Zengeya and Marshall investigated the diet of seven cichlid species found in Lake
Chivero to find whether there is fine niche partitioning and little competition or a high
degree of diet overlap and high rates of interspecies competition.
Zengeya and Marshall found that the seven cichlid species could be categorized
into four groups based on diet—the two microphages, the two macrophages, the two
small omnivores, and one piscivore. Oreochromis niloticus and O. macrochir, the two
blue-algae feeding microphages, had significant dietary overlap. This has resulting in the
introduced O. niloticus becoming the dominant species within that niche. Overlapping
diet niches in the two macrophages, Tilapia sparrmanii and T. rendalli, has also led to the
decline in abundance of T. rendalli and the increase in T. sparrmanii. Zegeya and
Marshall found that in the two small omnivores—Pharyngochromis acuticeps and
Pseudocrenilabrus philander—direct interspecies competition is avoided by looking for
food in different habitats. While P. philander prefers weedy vegetation, P. acuticeps
inhabits more open waters. In the fourth category—the piscivorous fish, there is only one
cichlid species, so Serranochromis robustus acted as the top predator in Lake Chivero.
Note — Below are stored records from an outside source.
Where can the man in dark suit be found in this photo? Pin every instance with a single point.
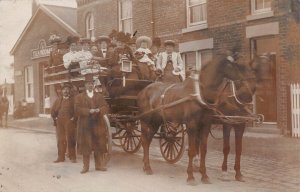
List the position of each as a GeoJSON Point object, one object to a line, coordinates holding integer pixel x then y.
{"type": "Point", "coordinates": [62, 113]}
{"type": "Point", "coordinates": [90, 108]}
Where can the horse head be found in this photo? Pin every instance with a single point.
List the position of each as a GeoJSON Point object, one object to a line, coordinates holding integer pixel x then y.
{"type": "Point", "coordinates": [253, 74]}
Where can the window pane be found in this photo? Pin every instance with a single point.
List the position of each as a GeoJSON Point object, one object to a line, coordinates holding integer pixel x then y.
{"type": "Point", "coordinates": [196, 2]}
{"type": "Point", "coordinates": [262, 4]}
{"type": "Point", "coordinates": [198, 13]}
{"type": "Point", "coordinates": [126, 9]}
{"type": "Point", "coordinates": [206, 56]}
{"type": "Point", "coordinates": [28, 90]}
{"type": "Point", "coordinates": [267, 4]}
{"type": "Point", "coordinates": [190, 61]}
{"type": "Point", "coordinates": [127, 25]}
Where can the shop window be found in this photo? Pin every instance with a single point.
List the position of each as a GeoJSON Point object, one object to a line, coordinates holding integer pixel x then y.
{"type": "Point", "coordinates": [196, 12]}
{"type": "Point", "coordinates": [90, 25]}
{"type": "Point", "coordinates": [260, 6]}
{"type": "Point", "coordinates": [125, 16]}
{"type": "Point", "coordinates": [29, 94]}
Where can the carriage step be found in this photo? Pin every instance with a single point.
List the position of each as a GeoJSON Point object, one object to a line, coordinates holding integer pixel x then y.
{"type": "Point", "coordinates": [265, 128]}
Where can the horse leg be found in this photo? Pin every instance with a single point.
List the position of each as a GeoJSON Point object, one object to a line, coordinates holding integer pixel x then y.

In Zegeya’s and Marshall’s tables and figure are all effective in addressing their
question of the diet overlap between the seven cichlids in Lake Chivero. Table 1 shows
the number collected, the percentage of empty stomachs, and the relative fullness of the
seven cichlid species. This table helps to show if there is difference between the overall
average percent of empty stomachs 26.3 % and the individual species’ percentages.
Table 2 is a summary of the size of prey by volume in each of the fishes. This helps to
show what type and size is the dominant food item for each of species, and it is used to
create the prey pie charts for each species in Figure 1. Finally, Table 3 shows the overall
results of the question addressed by specifying the significant dietary overlaps.